Il se redressa légèrement, sa concentration se resserrant. « Tu penses qu’il y a un problème ? »
« Par précaution, » répondis-je. « Pour l’instant. »
Il hocha la tête une fois. Pas de questions superflues, pas de mots inutiles. Une des raisons pour lesquelles je faisais confiance à Maddox, c’était parce qu’il savait quand laisser les choses tranquilles.
Je repoussai le verre de côté et me levai, ajustant les poignets de mon costume. Le salon me sembla soudain trop exigu, le vacarme de la foule en contrebas une rumeur sourde incapable d’apaiser la discorde dans ma tête. La chevalière à mon doigt captait la lumière tamisée pendant que je fléchissais ma main, son poids familier mais non moins oppressant. Un rappel de qui j’étais, et de la cage dont je ne pouvais m’échapper.

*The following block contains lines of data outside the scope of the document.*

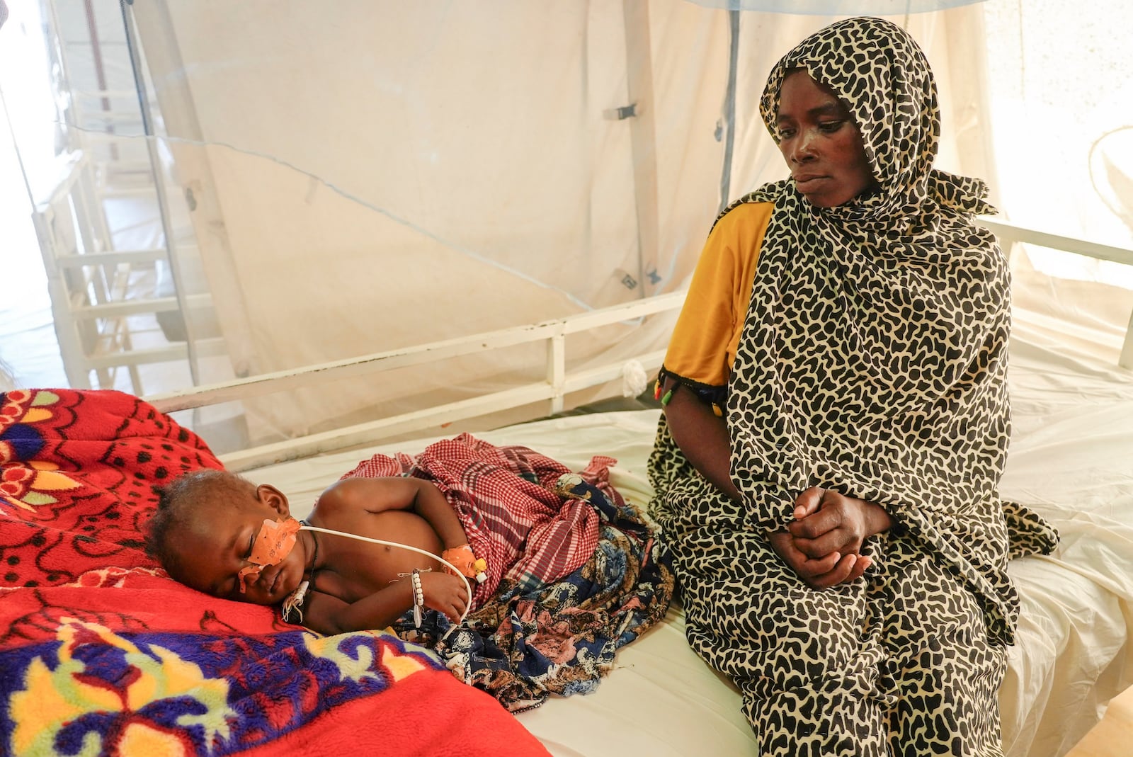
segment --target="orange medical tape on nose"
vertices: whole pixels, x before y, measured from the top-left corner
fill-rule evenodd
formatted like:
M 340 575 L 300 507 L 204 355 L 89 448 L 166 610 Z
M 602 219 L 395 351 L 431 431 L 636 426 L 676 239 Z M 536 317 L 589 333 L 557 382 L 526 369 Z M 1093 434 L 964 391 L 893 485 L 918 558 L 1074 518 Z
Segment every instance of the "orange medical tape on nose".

L’ascenseur privé me transporta au rez-de-chaussée, chaque bourdonnement discret de sa descente m’ancrant un peu plus. Lorsque les portes s’ouvrirent, je pénétrai dans le couloir arrière, laissant derrière moi le battement incessant du club. L’air y était plus frais, imprégné de la légère odeur métallique de la pluie portée par les vagues successives des clients. Solitude. Espace. J’avais besoin des deux.
Et c’est là que je la vis.
Elle se tenait près du vestiaire, enfilant un trench sombre. Ses cheveux humides collaient à son visage, leurs ondulations captant doucement la lumière, oscillant entre l’ombre et quelque chose de plus lumineux. Pour la première fois, je la vis clairement—et cette étincelle de familiarité se transforma en une lame aiguisée.
Elle se retourna, et nos regards se croisèrent.
Ce fut comme un coup de poing dans la poitrine. Des yeux ambrés, intenses et brûlants, accrochèrent les miens. Le monde bascula—pas de manière dramatique, mais juste assez pour me déstabiliser. Le bruit du club s’évanouit en un murmure statique, laissant place à l’écho de son regard. La plupart des gens ne soutenaient pas mon regard longtemps. Ils vacillaient, trahis par la peur ou l’hésitation. Mais pas elle. Son regard était ferme, calme et implacable, portant le poids de quelqu’un qui avait vu le feu et n’avait pas peur de sa chaleur.
Et puis, ce fut fini. Elle tourna les talons et s’éloigna, ses pas mesurés et déterminés, chacun d’eux l’éloignant de moi et des questions qu’elle laissait derrière.
Je restai figé, le léger bourdonnement statique dans mes oreilles remplacé par les battements de mon pouls. Qui était-elle ? Et pourquoi avais-je l’impression de déjà connaître la réponse ?
La porte se referma derrière elle, et le sort se brisa. Je fléchis les doigts, la tension enroulée dans ma poitrine refusant de s’apaiser. Familiarité. Étrangeté. Reconnaissance. Tout cela s’entremêlait d’une manière qui n’avait aucun sens.
J'avais besoin de réponses. Et Ava Langley n’allait pas les livrer facilement.
*
La nuit s’étirait, le rythme implacable du Velvet Inferno continuant, mais sa présence persistait comme une ombre impossible à écarter. Même des heures plus tard, alors que je me tenais sur le balcon de mon penthouse, le souvenir de son regard refusait de me quitter.La ville scintillait en contrebas, une illusion trompeuse de beauté qui masquait les fissures en dessous. La pluie s'était arrêtée, laissant derrière elle un air frais, mais aucune clarté extérieure ne pouvait calmer la tempête qui faisait rage en moi.
Je posai ma main sur la rambarde, le métal froid me ramenant à la réalité. Ava Langley. Ce nom lui allait comme un déguisement maladroit. Je reconnaissais les masques quand je les voyais, et celui qu'elle portait ne faisait pas exception. Elle s'était infiltrée dans mon monde avec la précision de quelqu'un qui savait exactement ce qu'il faisait. Qu'elle soit une menace, une distraction, ou autre chose encore, j'avais bien l'intention de le découvrir.
Parce qu'elle n'était pas qu'une simple danseuse. Elle était une énigme.
Et les énigmes appellent des réponses.